The club’s push to bring in McStay could perhaps come at the expense of Ruckman Brodie Grundy, who is in the third year of the Monster seven-year deal he signed in 2020.
The Grundy situation brings with it some conundrums.
Reports continue to circulate that the two-time All-Australian and two-time Copeland Trophy winner could be on the way with Melbourne this off-season.
Former Magpies manager Nathan Buckley can’t say exactly why his old club should enlist McStay’s services if it doesn’t have a positive benefit on their salary cap, especially if it means saying goodbye to Grundy with no significant space for release the upper limit.
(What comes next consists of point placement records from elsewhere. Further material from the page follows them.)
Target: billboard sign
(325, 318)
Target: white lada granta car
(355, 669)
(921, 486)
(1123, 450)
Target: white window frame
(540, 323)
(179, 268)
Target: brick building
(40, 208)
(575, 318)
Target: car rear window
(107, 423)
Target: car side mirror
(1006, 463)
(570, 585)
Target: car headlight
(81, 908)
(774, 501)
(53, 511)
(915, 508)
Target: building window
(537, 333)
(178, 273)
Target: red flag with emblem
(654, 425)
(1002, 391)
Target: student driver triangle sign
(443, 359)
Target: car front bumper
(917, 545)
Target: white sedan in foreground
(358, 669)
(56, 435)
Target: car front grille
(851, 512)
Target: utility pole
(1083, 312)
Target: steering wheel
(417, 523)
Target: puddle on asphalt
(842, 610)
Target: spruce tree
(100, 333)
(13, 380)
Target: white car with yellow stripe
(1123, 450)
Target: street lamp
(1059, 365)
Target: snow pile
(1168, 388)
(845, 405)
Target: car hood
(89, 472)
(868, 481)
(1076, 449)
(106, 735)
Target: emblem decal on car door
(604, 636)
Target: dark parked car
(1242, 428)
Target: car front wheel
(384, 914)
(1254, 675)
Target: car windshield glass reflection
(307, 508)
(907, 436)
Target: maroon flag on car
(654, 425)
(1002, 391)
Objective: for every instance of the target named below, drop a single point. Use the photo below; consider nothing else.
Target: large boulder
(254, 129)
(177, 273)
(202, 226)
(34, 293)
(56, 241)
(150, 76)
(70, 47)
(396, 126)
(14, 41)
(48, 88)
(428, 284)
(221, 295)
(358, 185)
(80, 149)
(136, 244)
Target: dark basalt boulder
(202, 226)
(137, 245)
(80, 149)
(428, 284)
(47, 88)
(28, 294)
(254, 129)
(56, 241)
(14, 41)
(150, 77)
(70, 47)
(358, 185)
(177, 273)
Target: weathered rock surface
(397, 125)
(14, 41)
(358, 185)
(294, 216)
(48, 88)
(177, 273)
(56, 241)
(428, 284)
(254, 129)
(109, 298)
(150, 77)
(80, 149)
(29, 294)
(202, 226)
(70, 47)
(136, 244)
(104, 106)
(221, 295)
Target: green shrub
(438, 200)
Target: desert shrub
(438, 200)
“From the outside, and I don’t have any inside knowledge, I don’t understand the McStay stuff,” Buckley continued SEN breakfast.
“I keep asking ‘Fieldy’ (Sam Edmund), I’ve asked Jon Ralph and they think it’s a done deal.
“But if Brodie Grundy leaves Collingwood and Collingwood brings in Daniel McStay and the net impact on the salary cap is zero, I don’t understand it at all.
“I don’t have any inside knowledge, I don’t know what the plans are or what the commitments were, but if that happens in the end I don’t see how that can be a win.”
Buckley was asked if he thinks the club currently has an issue with their salary cap that could force Grundy out.
“Back then, at the end of 2020, we had to make those calls and it wasn’t a great result for the club,” he said succinctly.
In the case of Grundy, it’s clear that Collingwood captain Scott Pendlebury is keen for the star ruckman to continue his black-and-white career, even amid the modern wave of free hand that clearly favors the player community.
He said so on Sunday night at the Brownlow medal count.
“Brodie knows he has a really great future if he wants it at our football club,” Pendlebury continued 7News.
“But we also understand the football business. Free Agency is what players wanted, it’s arrived and it’s still pretty raw and guys are getting used to it.
“It is what it is in this area but Brodie makes us a better football team.”
Of course the club would want to keep Grundy, he’s a big star after all and they’re hard to come by.
But the money he’s on is unaffordable and the club may have concrete plans to shift their roster away from him.
Did the Pies encourage him to explore his options because he has a gargantuan salary they want to dump?
Parallels must be drawn with Adam Treloar, who wanted to remain a magpie but was swapped out to the Western Bulldogs on their fire sale in the 2020 trading period.
The Grundy case seems eerily similar.
But if McStay happens to find that route to the AIA Center, the club would want a positive impact on their crowded cap if Grundy is to leave.
Otherwise, many questions are asked by the black and white army. And rightly so.